Kevin Rooney had it a little easier than many. He packed up a few things, hopped in his car and had made it from his in-season home near Newark, N.J., to his parents’ place in Canton, Mass., in a matter of hours.
Rooney, like almost everyone, is now hunkered down, doing what he can to help contain the spread of the coronavirus. There is, however, no way for him to work from home.
“We have an app that we use, where our strength coach puts all the workouts we can do,” said Rooney, the 26-year-old center from Canton who played four years at Providence College and now is with the New Jersey Devils. “But some of it’s hard to do if you don’t have equipment.
“We have a good area in our garage where I’ve done some stickhandling. I’ve gone for some runs. You just do what you can.”
Rooney, whose first full NHL season has been on hold since the league paused the 2019-20 schedule on March 12, has returned to Canton each offseason since he turned pro late in the 2015-16 season, after completing a four-year career at PC. He always had time to plan the move, though, whether from AHL Albany, where he spent much of his first three seasons, or Newark,New Jersey, where he competed last year.
Like most NHL players, though, Rooney came home quickly once the league notified players on March 16 that it was permitted. As the league waits to see whether it can resume activity at some point, players have been advised to remain in self-quarantine through April 4. Rooney has been in touch with teammates since but hasn’t been in the presence of any of them since March 12, when the Devils were scheduled to host the Hurricanes.

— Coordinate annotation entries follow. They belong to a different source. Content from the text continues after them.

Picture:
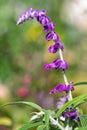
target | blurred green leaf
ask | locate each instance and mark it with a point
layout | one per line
(47, 118)
(41, 127)
(74, 102)
(80, 83)
(30, 125)
(24, 103)
(83, 120)
(82, 128)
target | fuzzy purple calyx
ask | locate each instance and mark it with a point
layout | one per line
(62, 101)
(57, 64)
(55, 47)
(62, 88)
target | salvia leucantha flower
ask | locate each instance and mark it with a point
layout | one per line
(49, 27)
(57, 64)
(62, 88)
(73, 114)
(62, 101)
(45, 21)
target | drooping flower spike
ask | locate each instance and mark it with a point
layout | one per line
(45, 21)
(57, 64)
(62, 88)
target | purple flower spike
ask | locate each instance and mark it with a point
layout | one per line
(62, 88)
(55, 37)
(60, 44)
(42, 13)
(49, 36)
(23, 17)
(48, 66)
(62, 101)
(33, 13)
(64, 65)
(44, 20)
(49, 27)
(57, 64)
(73, 114)
(54, 48)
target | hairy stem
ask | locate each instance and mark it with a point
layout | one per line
(64, 75)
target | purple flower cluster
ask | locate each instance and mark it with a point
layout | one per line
(73, 114)
(62, 101)
(47, 24)
(57, 64)
(62, 88)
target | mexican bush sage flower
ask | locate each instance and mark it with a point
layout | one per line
(62, 101)
(57, 64)
(73, 114)
(62, 88)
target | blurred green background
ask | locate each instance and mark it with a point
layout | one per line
(23, 53)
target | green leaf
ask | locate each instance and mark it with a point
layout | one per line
(80, 83)
(41, 127)
(30, 125)
(83, 120)
(82, 128)
(24, 103)
(47, 118)
(74, 102)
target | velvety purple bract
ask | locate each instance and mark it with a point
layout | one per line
(73, 114)
(49, 36)
(57, 64)
(55, 47)
(62, 101)
(62, 88)
(49, 27)
(42, 13)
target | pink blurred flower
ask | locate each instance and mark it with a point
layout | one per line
(27, 79)
(23, 92)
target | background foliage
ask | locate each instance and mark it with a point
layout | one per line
(23, 52)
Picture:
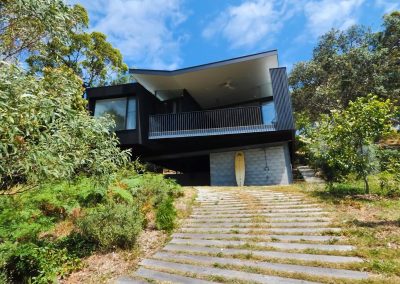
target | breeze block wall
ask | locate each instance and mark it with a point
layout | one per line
(264, 166)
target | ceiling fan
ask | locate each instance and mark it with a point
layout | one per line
(228, 85)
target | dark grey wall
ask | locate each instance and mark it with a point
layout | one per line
(282, 100)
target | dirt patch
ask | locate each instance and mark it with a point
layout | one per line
(103, 268)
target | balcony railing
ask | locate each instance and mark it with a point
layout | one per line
(207, 123)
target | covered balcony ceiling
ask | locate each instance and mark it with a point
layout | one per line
(216, 84)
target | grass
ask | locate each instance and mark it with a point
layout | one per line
(370, 222)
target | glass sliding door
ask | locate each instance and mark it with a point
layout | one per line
(131, 113)
(121, 110)
(268, 113)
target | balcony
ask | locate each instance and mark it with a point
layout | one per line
(208, 123)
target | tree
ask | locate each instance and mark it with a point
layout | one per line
(27, 25)
(91, 57)
(44, 135)
(346, 140)
(347, 65)
(50, 33)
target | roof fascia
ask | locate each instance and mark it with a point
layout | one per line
(203, 66)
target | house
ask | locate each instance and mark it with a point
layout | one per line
(194, 120)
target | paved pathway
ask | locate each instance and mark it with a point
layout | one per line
(254, 236)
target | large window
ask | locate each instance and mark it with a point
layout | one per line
(268, 112)
(121, 110)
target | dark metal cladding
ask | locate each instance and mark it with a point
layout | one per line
(282, 100)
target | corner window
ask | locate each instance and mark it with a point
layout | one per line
(268, 113)
(122, 111)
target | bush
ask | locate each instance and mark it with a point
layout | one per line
(45, 135)
(3, 278)
(29, 262)
(166, 214)
(112, 225)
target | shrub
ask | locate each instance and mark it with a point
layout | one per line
(3, 278)
(166, 214)
(44, 135)
(112, 225)
(29, 262)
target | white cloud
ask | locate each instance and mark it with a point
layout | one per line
(247, 24)
(144, 31)
(388, 5)
(324, 15)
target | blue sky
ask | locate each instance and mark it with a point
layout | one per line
(171, 34)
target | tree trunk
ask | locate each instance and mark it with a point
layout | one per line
(366, 185)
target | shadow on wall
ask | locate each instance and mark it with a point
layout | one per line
(191, 179)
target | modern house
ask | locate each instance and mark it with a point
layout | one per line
(194, 120)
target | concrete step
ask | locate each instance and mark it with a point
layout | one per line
(265, 254)
(168, 277)
(311, 270)
(128, 280)
(269, 219)
(215, 208)
(241, 215)
(255, 225)
(226, 273)
(262, 236)
(270, 201)
(278, 245)
(260, 230)
(251, 211)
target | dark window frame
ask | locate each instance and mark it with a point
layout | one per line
(127, 98)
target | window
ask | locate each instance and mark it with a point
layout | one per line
(122, 110)
(131, 121)
(268, 112)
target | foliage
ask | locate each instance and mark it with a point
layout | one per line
(345, 141)
(41, 264)
(112, 225)
(45, 133)
(51, 34)
(89, 55)
(27, 25)
(166, 214)
(44, 232)
(347, 65)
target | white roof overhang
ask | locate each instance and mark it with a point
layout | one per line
(216, 84)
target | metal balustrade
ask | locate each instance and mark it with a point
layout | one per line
(208, 122)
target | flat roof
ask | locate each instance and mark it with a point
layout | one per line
(214, 84)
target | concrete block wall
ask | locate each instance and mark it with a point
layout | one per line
(264, 166)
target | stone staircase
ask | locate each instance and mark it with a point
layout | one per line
(252, 235)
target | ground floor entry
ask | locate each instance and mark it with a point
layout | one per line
(259, 165)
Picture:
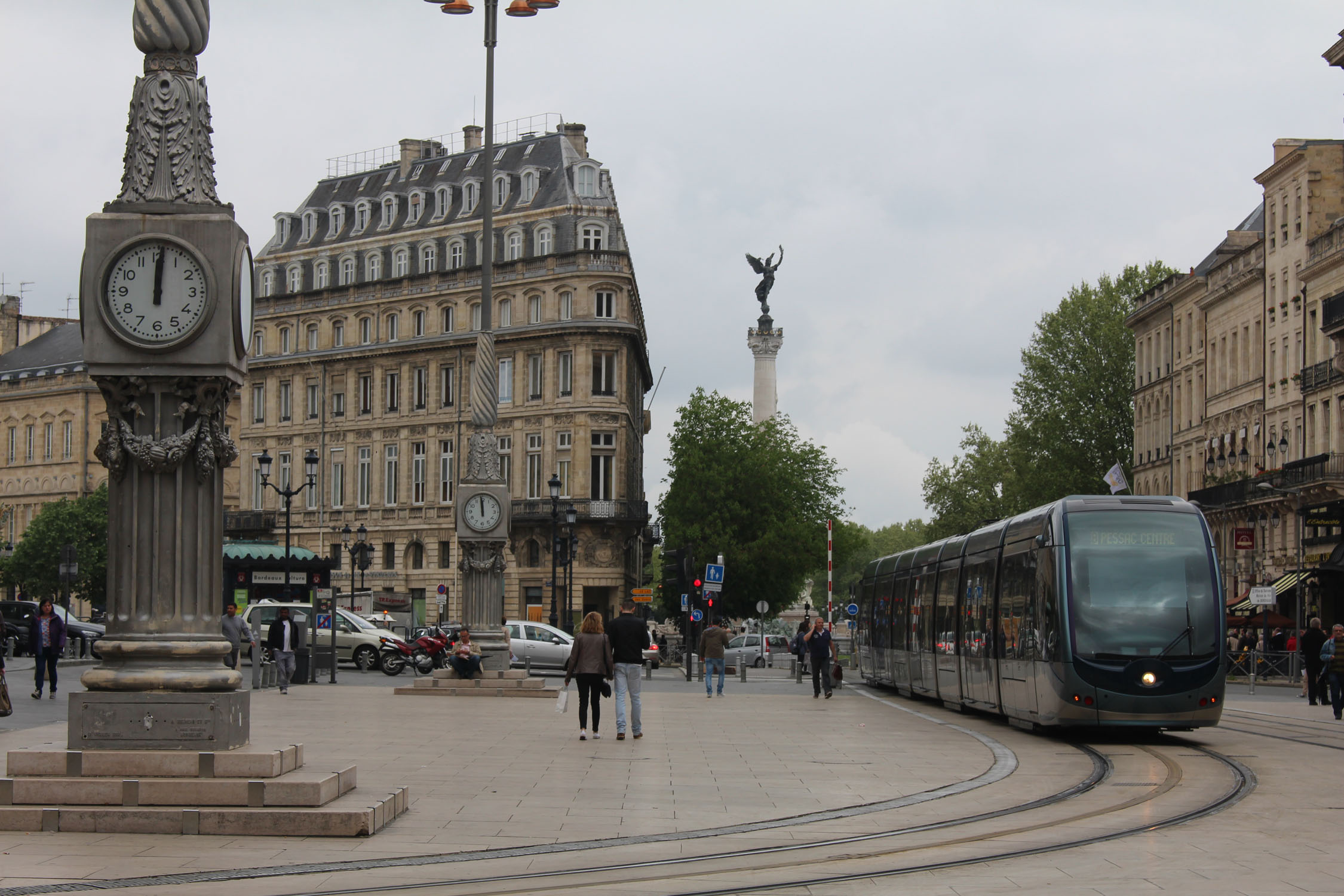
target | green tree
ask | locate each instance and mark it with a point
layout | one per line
(760, 495)
(1074, 412)
(36, 559)
(969, 490)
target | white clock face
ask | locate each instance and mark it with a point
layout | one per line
(481, 512)
(157, 293)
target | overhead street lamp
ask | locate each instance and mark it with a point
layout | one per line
(288, 493)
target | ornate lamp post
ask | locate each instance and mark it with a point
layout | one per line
(484, 503)
(554, 484)
(288, 493)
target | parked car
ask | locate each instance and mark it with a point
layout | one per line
(746, 648)
(357, 640)
(19, 613)
(547, 648)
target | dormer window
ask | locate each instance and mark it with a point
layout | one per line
(585, 180)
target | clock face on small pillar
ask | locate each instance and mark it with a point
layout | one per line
(481, 512)
(157, 293)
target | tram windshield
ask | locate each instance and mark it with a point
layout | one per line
(1142, 586)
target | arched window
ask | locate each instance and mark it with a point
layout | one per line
(592, 237)
(585, 180)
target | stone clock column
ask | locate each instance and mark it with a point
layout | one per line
(765, 342)
(165, 308)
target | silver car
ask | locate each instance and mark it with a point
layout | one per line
(547, 648)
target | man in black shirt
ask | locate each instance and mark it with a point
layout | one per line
(630, 639)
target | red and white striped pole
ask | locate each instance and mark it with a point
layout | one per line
(830, 609)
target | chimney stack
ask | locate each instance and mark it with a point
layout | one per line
(574, 133)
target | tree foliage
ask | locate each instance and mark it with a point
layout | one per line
(1073, 416)
(760, 495)
(36, 559)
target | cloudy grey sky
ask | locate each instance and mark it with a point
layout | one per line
(937, 172)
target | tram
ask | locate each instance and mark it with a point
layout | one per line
(1094, 610)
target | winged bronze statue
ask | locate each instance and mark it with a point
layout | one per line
(766, 271)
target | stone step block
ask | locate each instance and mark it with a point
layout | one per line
(350, 816)
(249, 762)
(477, 692)
(296, 789)
(495, 675)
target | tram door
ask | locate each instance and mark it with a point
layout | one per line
(1018, 634)
(977, 664)
(945, 640)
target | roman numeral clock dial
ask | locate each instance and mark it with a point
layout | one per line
(157, 293)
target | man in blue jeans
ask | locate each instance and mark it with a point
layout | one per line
(713, 641)
(630, 640)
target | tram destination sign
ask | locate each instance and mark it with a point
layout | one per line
(1262, 596)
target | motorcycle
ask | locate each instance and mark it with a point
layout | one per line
(432, 650)
(394, 656)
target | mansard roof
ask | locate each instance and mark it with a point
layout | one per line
(60, 349)
(551, 155)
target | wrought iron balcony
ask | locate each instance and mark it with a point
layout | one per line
(588, 511)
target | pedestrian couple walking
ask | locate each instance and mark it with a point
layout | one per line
(601, 656)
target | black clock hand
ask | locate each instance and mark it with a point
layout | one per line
(159, 278)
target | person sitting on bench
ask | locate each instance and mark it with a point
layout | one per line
(467, 656)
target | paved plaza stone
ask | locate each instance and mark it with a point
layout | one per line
(764, 768)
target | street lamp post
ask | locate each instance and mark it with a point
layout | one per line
(554, 484)
(288, 493)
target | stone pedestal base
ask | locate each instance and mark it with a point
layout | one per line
(159, 720)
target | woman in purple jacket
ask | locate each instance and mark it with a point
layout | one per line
(46, 644)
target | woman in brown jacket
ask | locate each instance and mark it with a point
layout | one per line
(590, 662)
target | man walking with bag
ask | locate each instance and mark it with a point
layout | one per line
(821, 652)
(630, 640)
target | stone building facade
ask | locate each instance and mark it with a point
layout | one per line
(363, 346)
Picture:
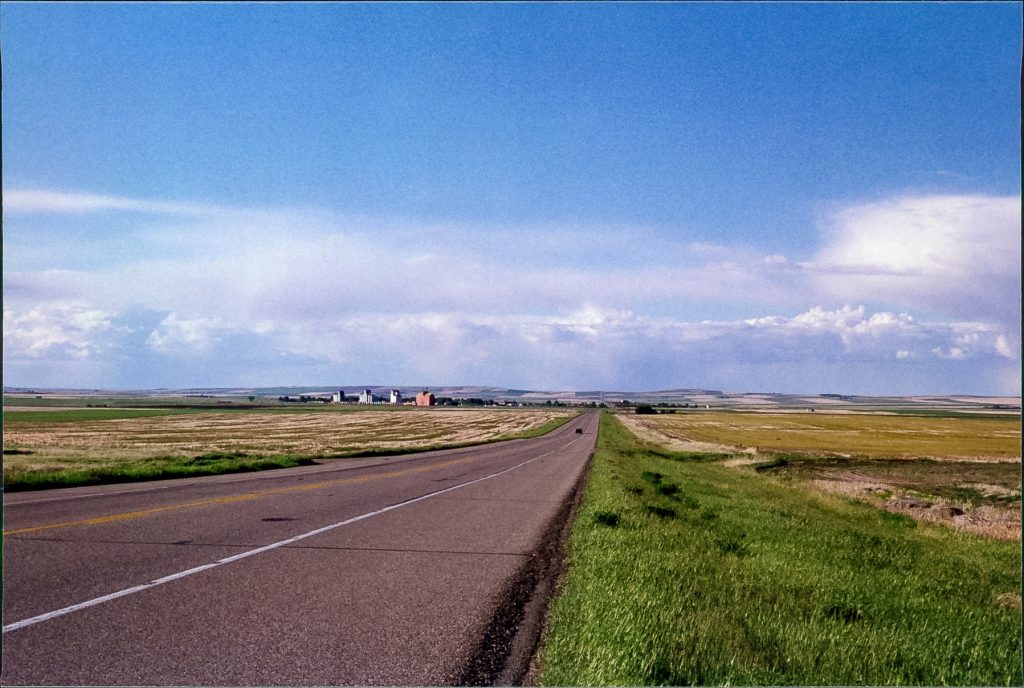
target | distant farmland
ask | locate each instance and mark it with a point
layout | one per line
(115, 444)
(962, 472)
(869, 434)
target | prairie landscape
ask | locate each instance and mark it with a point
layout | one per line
(705, 563)
(964, 472)
(47, 448)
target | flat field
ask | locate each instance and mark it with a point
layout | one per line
(684, 570)
(962, 472)
(846, 433)
(40, 445)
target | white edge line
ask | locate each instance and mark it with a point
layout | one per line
(226, 560)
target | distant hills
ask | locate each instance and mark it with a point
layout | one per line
(699, 397)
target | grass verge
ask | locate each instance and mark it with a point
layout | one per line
(690, 572)
(150, 469)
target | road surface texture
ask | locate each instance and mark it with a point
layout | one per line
(411, 570)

“We were getting ready to go out for morning skate but then we were told not to go on the ice,” Rooney said. “We kind of knew at that point that we probably weren’t playing that night.
“Everyone had gone home after the morning skate and we found out around 1 o’clock that the season was being put on hold. I didn’t see anybody after that. The team was being really careful; they told us to stay away from each other right from that point.”
The Devils, who opened the season with high expectations after adding former Norris Trophy-winning defenseman P.K. Subban, power forward Wayne Simmonds and No. 1-overall draft choice Jack Hughes, instead have had a challenging year. A slow recovery from an 0-4-2 start resulted in general manager Ray Shero firing head coach John Hynes, of Warwick, on Dec. 3. The team then traded star center Taylor Hall, an unrestricted free agent-to-be, to the Arizona Coyotes on Dec. 16. Shero was fired on Jan. 12.
Rooney was dealing with the aftermath of a broken hand through much of that chaos. He missed seven games, from Nov. 13 through 30, and his quick return coincided with the elevation to head coach of assistant Alain Nasreddine.
“I wanted to play in front of [Nasreddine] but I didn’t feel great at all,” Rooney said. “I kind of went in and out of the lineup for a while after that, but once I was really healed up around Christmas, I never came back out. Once I felt closer to 100%, I started to play a lot better.”
An outstanding defensive center and penalty-killer, Rooney had three goals and four assists for seven points over a 10-game stretch once healed, and was the Devils’ plus-minus leader at plus-8 at the time of the pause. New Jersey, 19-16-8 under Nasreddine, went 6-2-2 in its last 10 games and, while effectively out of the Eastern Conference playoff race, had hopes of using its last 13 games to try out new players and combinations for next season.
A leader on Canton High’s 2009-2010 Division 2 state championship team, then an NCAA champion at Providence (2014-15), Rooney has taken the undrafted free agent route to the NHL. He started on a one-year AHL contract in 2016-17, earned a one-year, two-way deal from the Devils for the next season, then signed a two-year contract that ends when this season does. The 2019-20 season is his first on a one-way contract.
“Early in the season, I was probably thinking about that more than I should have,” Rooney said. “But I worked with a sports psychologist … and I started really focusing on playing, showing the Devils what kind of player I can be, so I could [re-sign] and continue to be a Devil.
“Now, with so much uncertainty, it’s definitely on my mind a little more.”
But Rooney is continuing to maintain the best condition he can, enjoying unexpected time with his parents and girlfriend, Tara Turcotte, a California-bred player on New England College’s women’s team who is staying with the Rooney family, and staying motivated.
“[Nasreddine] has reached out to us a couple of times to see how we’re doing,” he said. “He’s said he’s going about his business as if we’re going to play at some point and that he hopes we’re doing the same.
“There’s still a lot of uncertainty but there’s still some hope we’ll play.”